We are going to try to find all the homologs of the Felis catus cannabinoid receptor (AAG37779) from the Swissprot database.

Go to the NCBI BLAST home page. Click on the protein blast link. Into the large text-entry box at the top of the page, we can either input the sequence accession code (AAG37779), or paste the whole sequence that can be retrieved from the Protein division of Entrez. Choose the Swissprot database to perform the search. Since we are doing a simple BlastP search, we will not change the algorithm to be used. In the Algorithm parameters section, there are many other options (such as matrices, word sizes, e-values etc) but for an initial search, it is perfectly okay to use the default settings. One useful option, however, is to check the 'Low complexity regions' filter, to prevent any biologically irrelevant but statistically significant matches.

Click on 'Blast!' to start the BLAST search. As you change options in the main body of the page, the changes are reflected here, so that you can ensure that you are running the required search.

The server then tells us that our BLAST search has been submitted and tells us how often the page will be refreshed. It also gives the job a request ID so that if we want to reformat the results, or look at the BLAST search again (within about a week or so of it being performed) then we don't have to do the whole BLAST search again but just have to re-enter the request ID (in the Recent Results tab).

A BlastP search automatically does a CD (conserved domain) search (against Pfam), and shows any functional domain that is found in our sequence. In this case, we can see that there is a 7 transmembrane segment in our sequence. (If we click on the identified functional domain, it brings us to a more detailed description of the Pfam family, and includes an alignment of our sequence against one of the domain sequences that are used to create the consensus signature for that domain.)

The results come in three main sections.
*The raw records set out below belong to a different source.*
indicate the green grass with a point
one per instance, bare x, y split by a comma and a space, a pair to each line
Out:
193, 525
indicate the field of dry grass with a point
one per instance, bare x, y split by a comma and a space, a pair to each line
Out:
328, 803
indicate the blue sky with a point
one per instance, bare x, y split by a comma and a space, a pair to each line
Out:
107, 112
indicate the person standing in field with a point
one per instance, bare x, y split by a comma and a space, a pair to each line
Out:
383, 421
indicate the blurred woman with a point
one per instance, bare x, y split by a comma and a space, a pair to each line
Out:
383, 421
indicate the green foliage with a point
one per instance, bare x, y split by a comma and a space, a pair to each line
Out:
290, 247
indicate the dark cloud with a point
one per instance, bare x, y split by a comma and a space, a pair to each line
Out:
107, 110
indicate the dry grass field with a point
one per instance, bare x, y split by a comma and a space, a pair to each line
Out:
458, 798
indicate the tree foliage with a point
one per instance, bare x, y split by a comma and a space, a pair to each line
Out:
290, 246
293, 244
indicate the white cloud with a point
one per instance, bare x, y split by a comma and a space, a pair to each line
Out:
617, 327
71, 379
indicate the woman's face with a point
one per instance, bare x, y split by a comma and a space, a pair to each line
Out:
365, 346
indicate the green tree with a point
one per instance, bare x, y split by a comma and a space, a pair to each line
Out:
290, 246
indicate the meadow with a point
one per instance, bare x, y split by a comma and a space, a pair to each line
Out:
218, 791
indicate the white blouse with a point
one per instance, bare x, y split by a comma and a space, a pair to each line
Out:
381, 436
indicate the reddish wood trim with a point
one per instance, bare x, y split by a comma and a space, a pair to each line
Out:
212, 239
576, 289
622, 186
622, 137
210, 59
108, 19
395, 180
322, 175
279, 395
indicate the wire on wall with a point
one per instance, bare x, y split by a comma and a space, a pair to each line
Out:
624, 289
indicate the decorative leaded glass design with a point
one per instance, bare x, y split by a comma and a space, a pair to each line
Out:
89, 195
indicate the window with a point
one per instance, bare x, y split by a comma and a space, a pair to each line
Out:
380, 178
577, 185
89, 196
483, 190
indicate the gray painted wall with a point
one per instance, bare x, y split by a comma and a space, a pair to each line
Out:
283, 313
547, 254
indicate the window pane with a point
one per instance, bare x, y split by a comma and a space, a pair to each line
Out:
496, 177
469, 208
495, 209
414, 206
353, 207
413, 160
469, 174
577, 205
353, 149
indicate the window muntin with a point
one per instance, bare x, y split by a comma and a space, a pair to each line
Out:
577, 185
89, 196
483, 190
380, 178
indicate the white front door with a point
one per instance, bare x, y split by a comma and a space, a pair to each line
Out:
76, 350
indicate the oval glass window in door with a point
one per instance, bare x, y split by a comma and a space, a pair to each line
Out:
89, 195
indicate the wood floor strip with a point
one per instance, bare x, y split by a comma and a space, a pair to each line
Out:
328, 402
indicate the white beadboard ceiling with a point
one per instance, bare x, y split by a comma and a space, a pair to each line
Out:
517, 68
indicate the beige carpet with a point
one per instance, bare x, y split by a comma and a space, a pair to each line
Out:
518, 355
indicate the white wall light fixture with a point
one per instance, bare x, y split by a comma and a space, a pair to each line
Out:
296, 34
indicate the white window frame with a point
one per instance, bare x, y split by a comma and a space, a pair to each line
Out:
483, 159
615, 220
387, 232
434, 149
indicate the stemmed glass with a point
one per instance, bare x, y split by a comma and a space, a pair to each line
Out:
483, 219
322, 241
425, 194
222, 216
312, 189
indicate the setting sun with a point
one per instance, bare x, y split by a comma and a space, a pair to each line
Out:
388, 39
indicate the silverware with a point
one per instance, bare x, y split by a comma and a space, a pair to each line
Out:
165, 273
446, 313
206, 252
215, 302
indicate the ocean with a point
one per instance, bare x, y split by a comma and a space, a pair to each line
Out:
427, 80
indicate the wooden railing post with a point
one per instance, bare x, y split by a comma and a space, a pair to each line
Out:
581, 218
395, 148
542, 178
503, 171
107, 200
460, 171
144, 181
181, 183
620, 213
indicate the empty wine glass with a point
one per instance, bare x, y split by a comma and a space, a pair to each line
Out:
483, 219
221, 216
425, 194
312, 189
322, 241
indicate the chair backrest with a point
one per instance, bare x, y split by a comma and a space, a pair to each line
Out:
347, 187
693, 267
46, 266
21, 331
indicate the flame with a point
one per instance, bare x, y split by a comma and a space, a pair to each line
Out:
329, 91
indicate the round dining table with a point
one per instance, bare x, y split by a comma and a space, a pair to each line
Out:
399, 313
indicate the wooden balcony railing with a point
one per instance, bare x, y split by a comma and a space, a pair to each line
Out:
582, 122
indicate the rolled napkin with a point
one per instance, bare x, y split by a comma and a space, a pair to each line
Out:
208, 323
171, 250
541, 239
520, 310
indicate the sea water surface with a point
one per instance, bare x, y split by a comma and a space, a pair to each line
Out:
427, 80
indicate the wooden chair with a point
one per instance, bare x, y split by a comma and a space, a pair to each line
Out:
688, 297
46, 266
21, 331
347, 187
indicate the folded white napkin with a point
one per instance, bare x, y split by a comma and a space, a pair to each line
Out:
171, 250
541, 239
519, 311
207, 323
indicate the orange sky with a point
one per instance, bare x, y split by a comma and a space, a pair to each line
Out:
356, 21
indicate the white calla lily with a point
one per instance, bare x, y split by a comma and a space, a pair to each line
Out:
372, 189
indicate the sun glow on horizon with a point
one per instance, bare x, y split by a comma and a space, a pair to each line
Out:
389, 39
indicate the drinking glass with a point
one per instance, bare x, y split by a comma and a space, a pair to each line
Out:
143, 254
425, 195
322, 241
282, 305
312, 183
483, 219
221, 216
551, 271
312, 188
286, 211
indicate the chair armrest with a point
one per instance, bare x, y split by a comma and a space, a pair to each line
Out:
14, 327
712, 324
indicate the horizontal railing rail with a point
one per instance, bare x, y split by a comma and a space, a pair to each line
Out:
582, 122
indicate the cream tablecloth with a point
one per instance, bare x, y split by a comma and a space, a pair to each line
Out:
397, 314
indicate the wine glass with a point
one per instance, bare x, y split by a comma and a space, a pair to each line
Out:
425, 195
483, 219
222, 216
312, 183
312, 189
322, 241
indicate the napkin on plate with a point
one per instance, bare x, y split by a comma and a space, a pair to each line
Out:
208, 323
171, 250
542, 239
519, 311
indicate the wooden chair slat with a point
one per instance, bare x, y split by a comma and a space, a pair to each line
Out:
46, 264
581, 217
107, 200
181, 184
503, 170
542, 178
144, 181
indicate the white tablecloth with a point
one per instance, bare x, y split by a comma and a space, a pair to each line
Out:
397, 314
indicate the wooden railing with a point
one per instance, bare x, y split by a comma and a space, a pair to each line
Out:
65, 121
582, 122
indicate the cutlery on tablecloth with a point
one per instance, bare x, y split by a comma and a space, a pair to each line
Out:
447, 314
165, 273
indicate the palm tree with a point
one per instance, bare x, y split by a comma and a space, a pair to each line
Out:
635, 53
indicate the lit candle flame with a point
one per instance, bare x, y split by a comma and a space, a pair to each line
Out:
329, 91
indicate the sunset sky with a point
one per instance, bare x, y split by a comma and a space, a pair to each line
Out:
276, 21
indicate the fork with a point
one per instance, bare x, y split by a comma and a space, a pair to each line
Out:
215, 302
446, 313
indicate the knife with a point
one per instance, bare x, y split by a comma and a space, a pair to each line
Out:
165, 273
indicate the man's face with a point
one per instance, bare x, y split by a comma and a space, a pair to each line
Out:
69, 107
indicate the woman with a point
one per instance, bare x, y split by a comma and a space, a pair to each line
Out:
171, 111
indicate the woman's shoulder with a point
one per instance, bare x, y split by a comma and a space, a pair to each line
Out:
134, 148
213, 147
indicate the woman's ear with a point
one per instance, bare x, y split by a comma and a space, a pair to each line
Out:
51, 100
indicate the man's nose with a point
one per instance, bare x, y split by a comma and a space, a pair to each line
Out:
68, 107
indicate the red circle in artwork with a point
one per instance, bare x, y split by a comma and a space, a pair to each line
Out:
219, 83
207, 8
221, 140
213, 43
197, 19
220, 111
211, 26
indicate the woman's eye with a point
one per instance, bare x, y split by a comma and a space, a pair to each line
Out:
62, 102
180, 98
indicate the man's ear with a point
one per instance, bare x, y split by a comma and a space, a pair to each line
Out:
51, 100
The first section is the graphical overview of the hits. The different colors indicate how good the match is (as indicated by the guide at the top of this section). The second section is a list of short descriptions of the matches that were found, with their definition lines, e-values (expectation value, or what the probability is that this alignment would be found by chance) and scores. The third section consists of the alignments of our query sequence against the matches from the database. Running the mouse over one of the lines in the graphical overview (as opposed to clicking any of them) shows you the score and definition line of the line that the mouse is over. Clicking on one of the colored lines takes you directly to the alignment in section 3. Clicking on the accession number link in section 2 takes you to the sequence itself. Clicking on the score in section 2 takes you to the relevant alignment in section 3, where clicking on the accession number again takes you directly to the sequence itself.

If we look at the matches that our search found, we can see that they are divided into two main categories. The first have very high scores and very low expectation values. From their definition lines, we can also see that they are all annotated as being cannabinoid receptors from various species, including the top hit, which finds the cannabinoid receptor from Felis catus, which is the sequence that we used as our query.
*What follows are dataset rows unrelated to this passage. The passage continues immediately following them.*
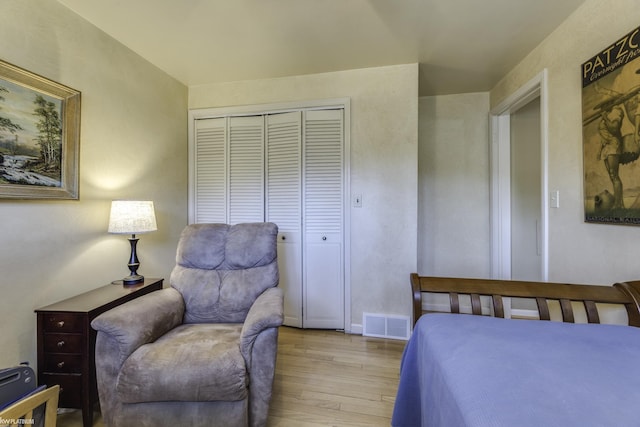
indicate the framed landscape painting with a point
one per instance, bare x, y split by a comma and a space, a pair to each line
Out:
39, 136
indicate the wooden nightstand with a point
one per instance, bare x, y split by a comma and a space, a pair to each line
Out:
66, 342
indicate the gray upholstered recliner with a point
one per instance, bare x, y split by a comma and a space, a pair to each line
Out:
201, 352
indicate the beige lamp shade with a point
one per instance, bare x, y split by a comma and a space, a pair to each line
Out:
132, 217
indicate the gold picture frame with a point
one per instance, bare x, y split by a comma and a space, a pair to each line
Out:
39, 136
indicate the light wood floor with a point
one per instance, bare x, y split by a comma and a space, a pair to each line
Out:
325, 378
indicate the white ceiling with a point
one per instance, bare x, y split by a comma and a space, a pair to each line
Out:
461, 45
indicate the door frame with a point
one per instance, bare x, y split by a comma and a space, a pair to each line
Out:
500, 172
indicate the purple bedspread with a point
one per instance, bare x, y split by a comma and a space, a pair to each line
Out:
476, 371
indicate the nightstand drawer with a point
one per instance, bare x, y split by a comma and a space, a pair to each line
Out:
63, 322
63, 363
70, 388
63, 343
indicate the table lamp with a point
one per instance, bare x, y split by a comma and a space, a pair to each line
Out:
132, 217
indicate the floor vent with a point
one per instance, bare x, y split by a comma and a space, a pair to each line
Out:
385, 326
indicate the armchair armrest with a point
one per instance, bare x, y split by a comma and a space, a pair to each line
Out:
266, 312
141, 320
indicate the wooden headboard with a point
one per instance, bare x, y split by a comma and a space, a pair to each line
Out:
626, 293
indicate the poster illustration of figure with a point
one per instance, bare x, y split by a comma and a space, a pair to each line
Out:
611, 133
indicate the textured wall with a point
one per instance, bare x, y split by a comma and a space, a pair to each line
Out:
384, 149
453, 197
578, 252
133, 145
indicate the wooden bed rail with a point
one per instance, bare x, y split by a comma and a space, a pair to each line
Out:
626, 293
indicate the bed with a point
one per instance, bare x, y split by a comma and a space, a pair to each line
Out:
487, 370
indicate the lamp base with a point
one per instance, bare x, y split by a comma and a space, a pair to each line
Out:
133, 279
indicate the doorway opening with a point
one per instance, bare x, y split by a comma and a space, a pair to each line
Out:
519, 184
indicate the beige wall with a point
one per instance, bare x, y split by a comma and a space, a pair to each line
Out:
578, 252
453, 196
384, 148
133, 145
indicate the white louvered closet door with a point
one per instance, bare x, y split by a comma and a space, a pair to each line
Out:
210, 171
283, 205
323, 219
246, 169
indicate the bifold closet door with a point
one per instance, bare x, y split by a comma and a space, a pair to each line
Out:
284, 205
210, 171
246, 169
323, 219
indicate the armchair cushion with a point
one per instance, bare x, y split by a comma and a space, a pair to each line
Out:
221, 269
193, 363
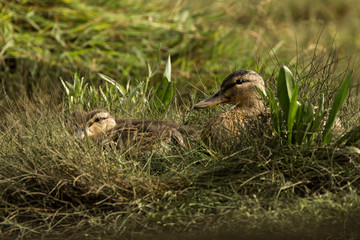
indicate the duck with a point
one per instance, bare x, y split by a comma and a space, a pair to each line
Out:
240, 90
142, 136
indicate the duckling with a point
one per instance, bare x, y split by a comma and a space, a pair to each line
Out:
238, 89
142, 135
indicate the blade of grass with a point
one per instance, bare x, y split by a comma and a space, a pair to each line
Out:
338, 102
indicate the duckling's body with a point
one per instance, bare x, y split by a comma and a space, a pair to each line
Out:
138, 135
239, 88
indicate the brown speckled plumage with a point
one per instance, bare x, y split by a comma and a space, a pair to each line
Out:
135, 136
239, 88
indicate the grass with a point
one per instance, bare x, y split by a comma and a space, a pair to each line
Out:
53, 186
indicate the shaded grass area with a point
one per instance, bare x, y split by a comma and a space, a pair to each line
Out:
53, 186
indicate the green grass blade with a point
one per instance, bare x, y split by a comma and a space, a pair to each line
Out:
118, 86
285, 89
338, 102
292, 112
165, 90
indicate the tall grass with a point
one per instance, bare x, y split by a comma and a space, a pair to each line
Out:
107, 56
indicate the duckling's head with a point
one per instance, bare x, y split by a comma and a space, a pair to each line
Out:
239, 89
98, 122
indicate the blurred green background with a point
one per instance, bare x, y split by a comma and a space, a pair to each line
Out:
206, 40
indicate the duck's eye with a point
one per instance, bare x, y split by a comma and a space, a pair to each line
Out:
239, 81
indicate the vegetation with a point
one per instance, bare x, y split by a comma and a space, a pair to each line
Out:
299, 179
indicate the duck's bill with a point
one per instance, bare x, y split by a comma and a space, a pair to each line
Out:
215, 99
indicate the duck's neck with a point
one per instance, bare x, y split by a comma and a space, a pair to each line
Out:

However, if we look closely at the alignment, we can see that the sequences are not identical. Some portions of the query sequence have been masked (as shown by the light gray lowercase letters) as defining low complexity regions, and there are one or two mismatches also scattered around the sequence.

This stems from the fact that they are in fact two different sequences submitted by two different groups at two different times, and furthermore, the one that we used a query is not the complete sequence (since it only starts to match from position 53 on the subject sequence), whereas the one which the search found in the Swissprot database is.
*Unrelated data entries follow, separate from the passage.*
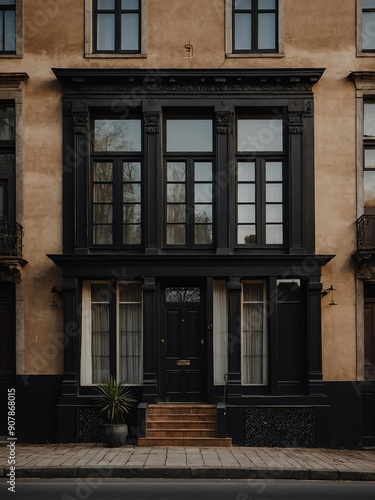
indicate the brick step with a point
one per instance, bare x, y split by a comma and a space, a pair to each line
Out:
182, 409
181, 424
192, 417
197, 442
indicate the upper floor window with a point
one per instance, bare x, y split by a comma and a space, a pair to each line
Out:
189, 182
116, 176
117, 26
368, 25
254, 27
8, 26
260, 181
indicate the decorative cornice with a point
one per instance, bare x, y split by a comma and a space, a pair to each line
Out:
223, 122
151, 122
80, 122
12, 81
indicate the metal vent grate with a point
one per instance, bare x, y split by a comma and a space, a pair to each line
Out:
280, 427
88, 425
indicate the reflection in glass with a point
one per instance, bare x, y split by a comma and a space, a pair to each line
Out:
370, 158
203, 171
246, 234
369, 188
129, 32
267, 31
189, 135
242, 32
274, 193
105, 32
260, 135
117, 135
368, 34
274, 171
246, 171
175, 234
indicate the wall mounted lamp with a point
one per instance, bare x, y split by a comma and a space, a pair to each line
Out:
330, 290
56, 290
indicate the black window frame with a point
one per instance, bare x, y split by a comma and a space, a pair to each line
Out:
3, 9
117, 11
7, 167
117, 158
189, 158
260, 158
255, 11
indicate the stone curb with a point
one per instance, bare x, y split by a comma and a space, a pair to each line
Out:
188, 473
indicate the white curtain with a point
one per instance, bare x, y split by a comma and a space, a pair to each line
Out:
130, 334
254, 335
220, 331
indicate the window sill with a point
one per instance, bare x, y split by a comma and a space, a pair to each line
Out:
255, 54
115, 56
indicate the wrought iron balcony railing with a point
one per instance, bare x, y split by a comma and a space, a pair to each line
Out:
11, 234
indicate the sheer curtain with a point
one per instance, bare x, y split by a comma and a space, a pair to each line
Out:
130, 333
254, 335
220, 331
95, 333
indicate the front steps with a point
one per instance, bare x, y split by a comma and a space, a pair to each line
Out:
182, 424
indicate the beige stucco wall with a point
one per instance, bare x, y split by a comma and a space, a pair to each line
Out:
319, 33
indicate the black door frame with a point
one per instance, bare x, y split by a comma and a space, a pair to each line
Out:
163, 390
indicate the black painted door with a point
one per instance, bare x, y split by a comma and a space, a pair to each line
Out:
183, 346
7, 349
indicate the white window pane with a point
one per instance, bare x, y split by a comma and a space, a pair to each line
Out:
369, 188
130, 4
267, 31
369, 119
118, 135
266, 4
202, 171
189, 135
243, 4
10, 30
260, 135
242, 31
274, 213
274, 234
246, 235
246, 172
203, 193
106, 32
274, 193
246, 214
274, 171
370, 158
129, 31
368, 30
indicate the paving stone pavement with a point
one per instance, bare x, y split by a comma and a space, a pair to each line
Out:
88, 460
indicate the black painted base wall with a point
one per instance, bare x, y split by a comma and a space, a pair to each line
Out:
36, 401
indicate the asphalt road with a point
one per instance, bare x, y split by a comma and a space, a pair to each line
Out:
163, 489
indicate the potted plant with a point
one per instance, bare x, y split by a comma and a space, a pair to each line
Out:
115, 402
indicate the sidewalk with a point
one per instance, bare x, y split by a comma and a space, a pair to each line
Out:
93, 460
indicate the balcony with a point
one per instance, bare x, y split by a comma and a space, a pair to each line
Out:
365, 254
11, 234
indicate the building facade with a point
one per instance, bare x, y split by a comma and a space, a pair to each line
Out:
183, 183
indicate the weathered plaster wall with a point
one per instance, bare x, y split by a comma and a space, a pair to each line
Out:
317, 34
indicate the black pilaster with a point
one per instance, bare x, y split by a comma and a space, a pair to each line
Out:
234, 333
150, 385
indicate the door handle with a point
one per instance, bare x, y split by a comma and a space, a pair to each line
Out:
202, 345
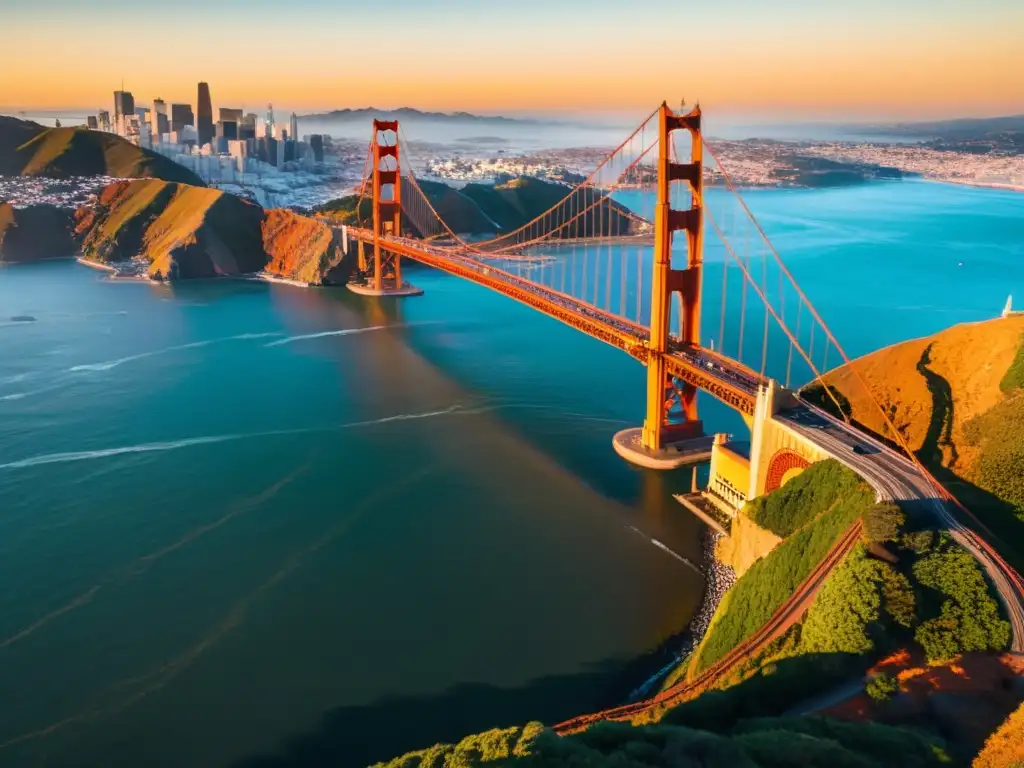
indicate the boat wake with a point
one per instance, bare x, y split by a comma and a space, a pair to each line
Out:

Secondly, we can notice that not only do we find other brain-type cannabinoid receptors such as our query, but also the other type-2 cannabinoid receptors, which we can also notice have slightly lower scores and slightly higher e-values. Similarly, if we look at the alignments, we can see that they are a lot patchier, but that the similarity between the query and the matches is still evident.

Further down, we come across a number of G protein-coupled receptors. The cannabinoid receptor is itself an example of a GPCR, and it is due to the fact that large families of proteins have similar conserved domains that we find these other members of this large superfamily.

It may also be useful to look at the BLAST and PSI-BLAST tutorials provided at NCBI.